Context-Adjusted Productivity: Measuring What AI Actually Ships in Large Codebases

AI lifts merged PRs 98% but adds 91% to review time. Context-adjusted productivity is the number that survives that math.

Dennis PilarinosJun 3, 2026Engineering InsightsContext Engineering

Context-Adjusted Productivity: Measuring What AI Actually Ships in Large Codebases

Key Takeaways

• Context-adjusted productivity subtracts rework, review-time, and churn costs from gross AI output to show the gain that actually ships.

• Faros AI found merged PRs rose 98% with roughly zero company-level correlation, and review time climbed 91% (Faros AI, 2025).

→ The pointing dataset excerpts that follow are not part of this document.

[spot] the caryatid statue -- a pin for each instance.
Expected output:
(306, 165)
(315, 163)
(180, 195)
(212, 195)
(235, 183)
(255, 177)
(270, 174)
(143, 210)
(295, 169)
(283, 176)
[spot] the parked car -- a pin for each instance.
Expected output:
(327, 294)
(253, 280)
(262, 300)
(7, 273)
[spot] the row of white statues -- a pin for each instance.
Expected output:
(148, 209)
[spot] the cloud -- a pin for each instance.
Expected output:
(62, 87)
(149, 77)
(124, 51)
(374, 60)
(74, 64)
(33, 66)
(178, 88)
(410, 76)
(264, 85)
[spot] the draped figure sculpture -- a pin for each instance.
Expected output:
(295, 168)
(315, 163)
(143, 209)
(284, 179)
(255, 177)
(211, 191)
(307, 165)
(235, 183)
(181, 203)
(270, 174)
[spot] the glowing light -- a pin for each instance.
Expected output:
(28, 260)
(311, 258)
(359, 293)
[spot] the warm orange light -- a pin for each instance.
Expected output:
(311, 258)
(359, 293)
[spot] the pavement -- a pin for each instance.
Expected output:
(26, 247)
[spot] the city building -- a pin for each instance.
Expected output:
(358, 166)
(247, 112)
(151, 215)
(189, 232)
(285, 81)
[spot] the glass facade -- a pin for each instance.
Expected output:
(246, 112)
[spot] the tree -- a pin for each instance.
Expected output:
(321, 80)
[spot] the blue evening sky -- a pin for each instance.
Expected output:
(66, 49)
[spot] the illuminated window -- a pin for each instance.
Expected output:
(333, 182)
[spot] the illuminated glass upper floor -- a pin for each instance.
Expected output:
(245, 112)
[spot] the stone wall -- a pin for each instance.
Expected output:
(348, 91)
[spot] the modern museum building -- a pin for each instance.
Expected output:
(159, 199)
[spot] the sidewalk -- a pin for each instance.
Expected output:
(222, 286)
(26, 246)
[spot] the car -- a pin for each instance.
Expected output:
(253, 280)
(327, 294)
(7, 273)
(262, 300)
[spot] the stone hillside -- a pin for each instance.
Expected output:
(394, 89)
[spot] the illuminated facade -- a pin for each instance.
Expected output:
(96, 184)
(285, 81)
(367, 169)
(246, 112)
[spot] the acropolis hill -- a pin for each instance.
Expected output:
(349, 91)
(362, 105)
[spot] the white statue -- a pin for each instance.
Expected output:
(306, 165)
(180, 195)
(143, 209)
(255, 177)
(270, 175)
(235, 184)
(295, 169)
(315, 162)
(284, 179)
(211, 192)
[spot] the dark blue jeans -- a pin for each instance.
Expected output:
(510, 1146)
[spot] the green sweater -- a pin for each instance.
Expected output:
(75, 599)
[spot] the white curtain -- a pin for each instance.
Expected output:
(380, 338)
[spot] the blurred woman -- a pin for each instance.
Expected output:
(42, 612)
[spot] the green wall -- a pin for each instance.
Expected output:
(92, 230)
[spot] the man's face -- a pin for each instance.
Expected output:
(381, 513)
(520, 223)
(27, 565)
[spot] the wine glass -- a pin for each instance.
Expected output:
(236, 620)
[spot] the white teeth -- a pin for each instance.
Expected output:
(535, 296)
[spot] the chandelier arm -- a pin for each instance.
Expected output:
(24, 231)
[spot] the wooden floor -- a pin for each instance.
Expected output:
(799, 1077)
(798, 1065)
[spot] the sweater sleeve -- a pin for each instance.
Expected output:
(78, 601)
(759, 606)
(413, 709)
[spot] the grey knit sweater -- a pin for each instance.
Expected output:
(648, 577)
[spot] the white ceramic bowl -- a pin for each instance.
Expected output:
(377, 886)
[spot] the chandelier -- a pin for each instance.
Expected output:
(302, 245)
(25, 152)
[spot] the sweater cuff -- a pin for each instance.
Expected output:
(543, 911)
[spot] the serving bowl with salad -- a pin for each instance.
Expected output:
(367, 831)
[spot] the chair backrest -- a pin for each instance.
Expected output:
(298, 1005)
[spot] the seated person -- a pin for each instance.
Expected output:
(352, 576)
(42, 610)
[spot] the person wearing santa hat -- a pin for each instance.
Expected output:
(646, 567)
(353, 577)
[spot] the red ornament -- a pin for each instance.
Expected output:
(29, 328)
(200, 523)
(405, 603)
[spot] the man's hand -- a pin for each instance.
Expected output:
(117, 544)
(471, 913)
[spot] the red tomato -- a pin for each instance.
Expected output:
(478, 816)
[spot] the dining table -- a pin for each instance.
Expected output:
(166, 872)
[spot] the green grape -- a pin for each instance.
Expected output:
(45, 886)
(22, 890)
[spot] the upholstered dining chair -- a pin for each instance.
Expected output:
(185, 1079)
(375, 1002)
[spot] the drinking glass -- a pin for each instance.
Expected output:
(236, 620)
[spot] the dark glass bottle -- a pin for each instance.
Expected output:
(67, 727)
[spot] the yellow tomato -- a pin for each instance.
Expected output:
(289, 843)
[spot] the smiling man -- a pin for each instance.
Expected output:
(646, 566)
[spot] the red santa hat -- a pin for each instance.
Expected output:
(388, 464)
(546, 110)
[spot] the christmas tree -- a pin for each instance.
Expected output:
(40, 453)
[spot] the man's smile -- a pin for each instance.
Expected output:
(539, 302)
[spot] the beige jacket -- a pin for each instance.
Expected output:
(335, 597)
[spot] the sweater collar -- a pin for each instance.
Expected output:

• In mature 1M+ line repos, experienced developers were 19% slower with AI while feeling 20% faster (METR, 2025).

• The context gap, not model choice, drives most of the penalty; closing it cut tokens 42% and time 27% in our controlled test.

• You can instrument this in weeks, not quarters, by tagging AI-authored PRs and watching a rework window.

Context-adjusted productivity is the real productivity delta from AI after you subtract the rework, review-time, and code-churn costs that pile up when agents act without institutional context. It is the gain that survives once the cleanup is done, not the gross output that shows up the moment a pull request merges.

That distinction matters most when you try to measure AI productivity in a large codebase. The bigger and older the system, the more an agent is missing about why the code looks the way it does, so the gap between gross output and context-adjusted productivity widens. Raw metrics, PRs merged and lines shipped, climb fast and feel like progress. The trouble is that those same metrics climb whether the AI understood your conventions or just guessed from the nearest file.

This piece defines the term, shows why throughput overstates impact in legacy systems, and walks through a formula you can actually run.

What is context-adjusted productivity?#

Faros AI studied more than 10,000 developers across 1,255 teams in 2025 and found that AI lifted merged pull requests by 98% and tasks completed by 21%, yet the company-level correlation to actual delivered value sat near zero. Review time rose 91% and per-developer bug rates climbed 9% (Faros AI, 2025).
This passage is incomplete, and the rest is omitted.